# Found an online version of ETKA tonight while searching for some parts



## aido (Jun 11, 2012)

Hi folks,

I was just doing some searching tonight for some parts and found a freely accessible, online version of ETKA here:

http://vagcats.info

It's in Russian but if you're using a browser such as Chrome you can easily translate to English.

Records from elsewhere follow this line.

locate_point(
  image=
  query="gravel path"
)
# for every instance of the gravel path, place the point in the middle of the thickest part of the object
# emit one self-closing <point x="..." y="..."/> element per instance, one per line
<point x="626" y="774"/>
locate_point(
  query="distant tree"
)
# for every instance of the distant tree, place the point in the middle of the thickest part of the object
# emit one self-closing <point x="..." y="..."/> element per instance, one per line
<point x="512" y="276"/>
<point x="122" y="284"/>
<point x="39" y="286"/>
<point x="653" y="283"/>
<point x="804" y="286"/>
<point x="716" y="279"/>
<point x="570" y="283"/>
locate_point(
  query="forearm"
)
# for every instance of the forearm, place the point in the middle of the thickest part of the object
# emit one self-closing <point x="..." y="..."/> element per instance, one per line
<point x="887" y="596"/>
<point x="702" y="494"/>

Did a search and didn't see it mentioned here - it's dataset is from April 2012 so it's up to date - hope it helps some of you


----------



## steviee7 (May 24, 2001)

this works pretty well. It's a little annoying that chrome makes me translate everytime I go to the same page. Maybe it's a chrome thing. I even checked in the options for "chrome to always translate." 

I wish I could navigate around this a bit easier. For example it seems that there is no way to stay within a certain engine type. If I hit the "next page" button i could be looking at a 18.l 20v and then all of a sudden go to a diesel motor. 

But since I don't have a copy of ETKA this is Grrrrreat! 

:thumbup:Nice find


----------



## Los1 (Feb 25, 2012)

Thanks for the info.


----------



## rocknrod (Jul 26, 2012)

Is that like this web site only in English?
http://www.vwpartscenter.net/parts/...AXLE&subgroup=AIR INTAKE&component=Duct cover


----------



## Los1 (Feb 25, 2012)

rocknrod said:


> Is that like this web site only in English?
> http://www.vwpartscenter.net/parts/...AXLE&subgroup=AIR INTAKE&component=Duct cover


It appears to be the same thing. Thanks.


----------



## snobrdrdan (Sep 10, 2008)

www.keffervwparts.com

Same thing too, but with the best pricing :thumbup:

_Vendor on here too, btw_


----------



## Fantomasz (Aug 15, 2001)

i don't speak russian


----------



## randbguy (Sep 12, 2010)

*Thanks*

I appreciate the gesture!:wave:


----------